On continue vers le monument Indi Catalina, une statue d'une indienne en hommage aux anciens habitants, pour ensuite enfin entrer dans la vieille ville entourée de remparts. La Torre del Reloj, les diverses places visitées sont splendides. Il y a certes beaucoup de touristes, mais cela reste correct. On peut imaginer, car il y en a parfois, que lorsqu'un paquebot doit déverser son flot de passagers, la vieille ville doit être saturée. L'église San Pedro Claver est splendide (le mec était un bon gars, donc ce bâtiment qui lui est dédié est fort intéressant)
La Plaza Bolivar (une de plus) est en travaux, mais tiens la pluie commence à tomber.
Cela va être un grain, on se réfugie au musée de l'Oro, gratuit qui est joli mais beaucoup moins garni que ne l'est celui de
Bogota.
La pluie cessant on ressort, continuons à déambuler dans les splendides rues de
Carthagène, allant de place en place (elles ne s'appellent pas toutes Plaza Bolivar, une par ville cela suffit!)
On se rapproche des remparts, c'est splendide. Ce qui l'est moins, c'est la pluie qui se remet à tomber, mais là des trombes !
Du coup étant autour de 13h, on décide de vite trouver un resto. Pas de pot, aucun dans les parages, et devant un taxi. Vite fait bien fait, on le prend, pour nous ramener à l'appartement, on grignotera là-bas. A 600 m de l'appart, le taxi tombe en panne, moteur inondé par les trop grosses flaques d'eau et la pluie qui tombe.
On ne voulait pas se mouiller, c'est raté car on finit à pieds.

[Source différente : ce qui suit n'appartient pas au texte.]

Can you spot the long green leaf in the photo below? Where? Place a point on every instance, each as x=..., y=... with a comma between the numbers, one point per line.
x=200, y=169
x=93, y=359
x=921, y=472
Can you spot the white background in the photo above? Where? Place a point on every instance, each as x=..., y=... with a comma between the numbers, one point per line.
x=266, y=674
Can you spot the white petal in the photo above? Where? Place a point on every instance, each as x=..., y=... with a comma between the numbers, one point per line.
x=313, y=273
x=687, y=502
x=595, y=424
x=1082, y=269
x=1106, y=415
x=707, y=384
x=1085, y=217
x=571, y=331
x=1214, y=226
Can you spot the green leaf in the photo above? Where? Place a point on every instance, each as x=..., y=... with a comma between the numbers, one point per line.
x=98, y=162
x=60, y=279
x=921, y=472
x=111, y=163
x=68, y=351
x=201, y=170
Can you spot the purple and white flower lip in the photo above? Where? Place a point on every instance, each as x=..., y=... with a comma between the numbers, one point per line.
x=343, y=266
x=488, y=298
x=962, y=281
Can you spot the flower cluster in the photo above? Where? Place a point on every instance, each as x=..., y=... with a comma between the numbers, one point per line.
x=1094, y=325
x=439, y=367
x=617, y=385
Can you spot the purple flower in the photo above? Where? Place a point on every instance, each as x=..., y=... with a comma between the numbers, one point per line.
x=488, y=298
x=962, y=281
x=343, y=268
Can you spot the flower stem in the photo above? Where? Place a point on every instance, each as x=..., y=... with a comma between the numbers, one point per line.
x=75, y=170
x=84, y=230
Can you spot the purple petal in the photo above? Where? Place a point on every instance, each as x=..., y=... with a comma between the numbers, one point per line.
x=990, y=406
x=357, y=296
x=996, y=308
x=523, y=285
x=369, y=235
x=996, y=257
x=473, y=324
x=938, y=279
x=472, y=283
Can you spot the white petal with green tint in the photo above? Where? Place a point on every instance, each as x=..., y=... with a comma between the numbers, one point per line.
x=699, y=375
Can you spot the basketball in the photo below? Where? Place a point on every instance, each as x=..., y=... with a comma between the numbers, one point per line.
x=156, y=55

Et là, l'accident ! Mon sac à dos devant pour protéger la caméra, les trottoirs débordant d'eau, et marchant assez vite, je ne vois pas le sournois trou caché et vlan double entorse de la cheville gauche. Je m'écroule par terre, bien sur. Je connais la douleur et je sais pertinemment ce que j'ai. je finis sous la pluie clopin-clopant jusqu'à l'appart. De la glace, un doliprane et je regarde ma cheville gonfler inexorablement.
La Tuile !
Tout le groupe prend un gros coup sur la tête, mais je prends le parti d'en sourire. Avec tous nos voyages, c'est la première fois qu'il nous arrive cela.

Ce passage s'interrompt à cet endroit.